Tout ça pose des questions politiques, des questions de sécurité. La position de M. Erdogan était aussi facilitée parce qu’il avait un soutien à 200 % de Donald Trump. Avec Joe Biden, ça va être beaucoup plus compliqué !”
“Ce qui est très frappant, c’est que la politique turque est excessive dans un sens, mais peut rapidement aller dans l’autre“, analyse Gilles Kepel. “Le problème pour Erdogan aujourd’hui, c’est la situation interne en Turquie : la situation économique est très mauvaise, le virus n’a pas été très bien géré, donc je ne suis pas sûr que tout ça soit facile pour lui. Tout fait partie d’une géopolitique qui change.”
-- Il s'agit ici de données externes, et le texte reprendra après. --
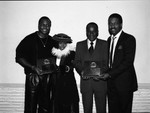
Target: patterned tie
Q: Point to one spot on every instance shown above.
(111, 52)
(91, 49)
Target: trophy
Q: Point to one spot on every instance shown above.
(45, 65)
(92, 69)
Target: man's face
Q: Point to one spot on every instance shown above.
(114, 26)
(92, 33)
(44, 26)
(62, 45)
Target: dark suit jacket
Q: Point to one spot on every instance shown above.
(82, 55)
(123, 76)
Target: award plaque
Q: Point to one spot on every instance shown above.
(92, 69)
(45, 65)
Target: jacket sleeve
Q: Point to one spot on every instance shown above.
(77, 61)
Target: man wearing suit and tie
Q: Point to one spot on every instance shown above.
(122, 80)
(92, 86)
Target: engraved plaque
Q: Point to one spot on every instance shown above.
(45, 65)
(92, 69)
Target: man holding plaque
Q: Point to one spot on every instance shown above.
(122, 80)
(90, 63)
(34, 54)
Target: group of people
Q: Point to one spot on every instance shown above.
(106, 69)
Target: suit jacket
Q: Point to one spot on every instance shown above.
(123, 75)
(82, 54)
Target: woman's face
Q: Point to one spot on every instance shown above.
(62, 45)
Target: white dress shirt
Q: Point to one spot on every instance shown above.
(115, 43)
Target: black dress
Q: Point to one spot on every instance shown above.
(66, 93)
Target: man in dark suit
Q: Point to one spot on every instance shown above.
(92, 86)
(122, 80)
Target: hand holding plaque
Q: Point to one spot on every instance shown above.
(92, 69)
(46, 65)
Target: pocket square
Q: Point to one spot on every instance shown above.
(120, 47)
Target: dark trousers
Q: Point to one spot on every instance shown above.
(119, 102)
(38, 94)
Que pense-t-il de la “loi séparatisme” ? “On oublie une chose, me semble-t-il, c’est le discours d’Emmanuel Macron aux Mureaux. Il a été mal reçu dans le monde musulman parce que, tout simplement, il n’y a eu aucune prise de conscience, dans notre haute fonction publique, qu’il était nécessaire de faire passer un message en arabe. L’effondrement des études arabes à l’université et ailleurs, le désintérêt pour les études de cette langue, se traduit notamment par le fait que ce discours n’a pas été traduit. De plus, il a utilisé le terme “séparatisme islamiste”, et personne n’a pris le soin d’expliquer dans le monde arabe que le terme “islamiste” désignait l’islam politique, ça ne voulait pas dire “islamique” ou “musulman”. C’est pas tellement l’enjeu de la réforme de l’islam, mais le fait qu’on a le droit quand on est président de la République d’incriminer un usage politique de la religion.” Gilles Kepel parle également d’un “djihadisme d’atmosphère” : “J’avais beaucoup travaillé sur les différentes phases du djihadisme : à chaque fois il y avait des opérations planifiées à l’avance, avec des individus qui avaient reçu des instructions. Là, ce n’est plus du tout le cas : pas de réseau, pas de cible, mais une atmosphère créée par les “entrepreneurs de colère”. Par exemple, le père d’un élève dans le cas de l’attentat à Conflans-Sainte-Honorine. Ils créent cette ambiance de colère, et là-dedans un individu, qui a subi le lavage de cerveau des réseaux ou de ses contacts dans telle mosquée radicale, décide de passer à l’acte. Ça pose un très gros problème.”
Spécialiste de l’islam et du monde arabe contemporain, Gilles Kepel est professeur des universités à l’université Paris Sciences et Lettres (PSL) et dirige la chaire Moyen-Orient Méditerranée à l’École normale supérieure.